The new law clarifies the roles of the existing coordination and consultation bodies to help bridge institutional divides across three different groups of development actors, namely non-governmental actors, ministerial bodies and regional providers. However, the most recent DAC peer review of Spain highlights that despite better coordination in theory, in practice unity has not been achieved due to a lack of systemic approach to development policy. In fact, the existence of several bodies risks perpetuating a complex system which is saturated by the intervention of multiple actors. Instead, the government should focus on boosting the influence of MAEC within the development architecture by increasing the proportion of ODA managed by the ministry, so that it can exercise its leadership and promote a more coordinated and comprehensive cooperation. Otherwise, maintaining coherence across a fairly fragmented development system will remain a significant challenge. 
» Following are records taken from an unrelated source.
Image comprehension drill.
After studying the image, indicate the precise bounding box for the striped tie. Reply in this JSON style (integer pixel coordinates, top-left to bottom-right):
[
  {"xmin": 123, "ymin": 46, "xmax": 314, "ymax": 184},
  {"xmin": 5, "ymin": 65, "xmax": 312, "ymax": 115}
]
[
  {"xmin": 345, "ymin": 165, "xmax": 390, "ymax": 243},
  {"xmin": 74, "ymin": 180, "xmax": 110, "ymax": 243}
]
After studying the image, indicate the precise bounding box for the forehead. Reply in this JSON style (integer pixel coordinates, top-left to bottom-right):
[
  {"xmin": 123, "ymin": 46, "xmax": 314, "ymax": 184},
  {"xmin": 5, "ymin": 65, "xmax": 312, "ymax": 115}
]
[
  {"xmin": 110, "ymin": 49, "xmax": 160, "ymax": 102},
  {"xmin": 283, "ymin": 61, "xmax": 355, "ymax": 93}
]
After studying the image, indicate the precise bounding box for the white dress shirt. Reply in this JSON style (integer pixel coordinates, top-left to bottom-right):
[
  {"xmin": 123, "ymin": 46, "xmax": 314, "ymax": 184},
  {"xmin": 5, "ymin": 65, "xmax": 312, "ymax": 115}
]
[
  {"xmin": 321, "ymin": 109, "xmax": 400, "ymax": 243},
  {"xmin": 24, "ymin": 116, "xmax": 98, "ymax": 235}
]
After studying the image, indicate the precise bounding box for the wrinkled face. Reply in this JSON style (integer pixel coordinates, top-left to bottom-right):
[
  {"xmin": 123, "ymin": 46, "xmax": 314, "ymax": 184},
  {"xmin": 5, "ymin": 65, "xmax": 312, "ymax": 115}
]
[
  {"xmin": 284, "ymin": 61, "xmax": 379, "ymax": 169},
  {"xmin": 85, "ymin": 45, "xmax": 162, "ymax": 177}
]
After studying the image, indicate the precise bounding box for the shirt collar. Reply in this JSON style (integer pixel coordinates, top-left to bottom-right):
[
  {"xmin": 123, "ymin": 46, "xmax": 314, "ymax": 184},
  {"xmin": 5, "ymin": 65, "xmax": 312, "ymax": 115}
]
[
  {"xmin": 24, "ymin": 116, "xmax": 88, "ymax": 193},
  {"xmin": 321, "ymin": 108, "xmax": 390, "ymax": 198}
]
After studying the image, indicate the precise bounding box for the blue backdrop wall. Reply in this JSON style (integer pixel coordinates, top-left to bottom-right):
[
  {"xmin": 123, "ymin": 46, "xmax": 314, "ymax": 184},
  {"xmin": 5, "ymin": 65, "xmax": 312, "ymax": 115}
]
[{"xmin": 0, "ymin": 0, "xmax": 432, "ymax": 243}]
Despite major domestic economic challenges due to COVID-19 and the cost-of-living crisis, Spain has stepped up and increased ODA in the last few years. The Spanish government has also implemented far reaching reforms of its aid architecture. However, as highlighted in this blog, this reform package in itself is not enough to make Spain a new development cooperation leader. More structural reforms are needed, and a more active role on the international stage must be played to enable profound Spanish leadership on global development. 

Spain’s upcoming presidency of the Council of the European Union, starting in July, and the Africa Cooperation Summit–which will bring together policymakers from the African continent with their Spanish counterparts–will be crucial opportunities for Spanish policymakers to enable long term development cooperation leadership.


CGD blog posts reflect the views of the authors, drawing on prior research and experience in their areas of expertise. CGD is a nonpartisan, independent organization and does not take institutional positions.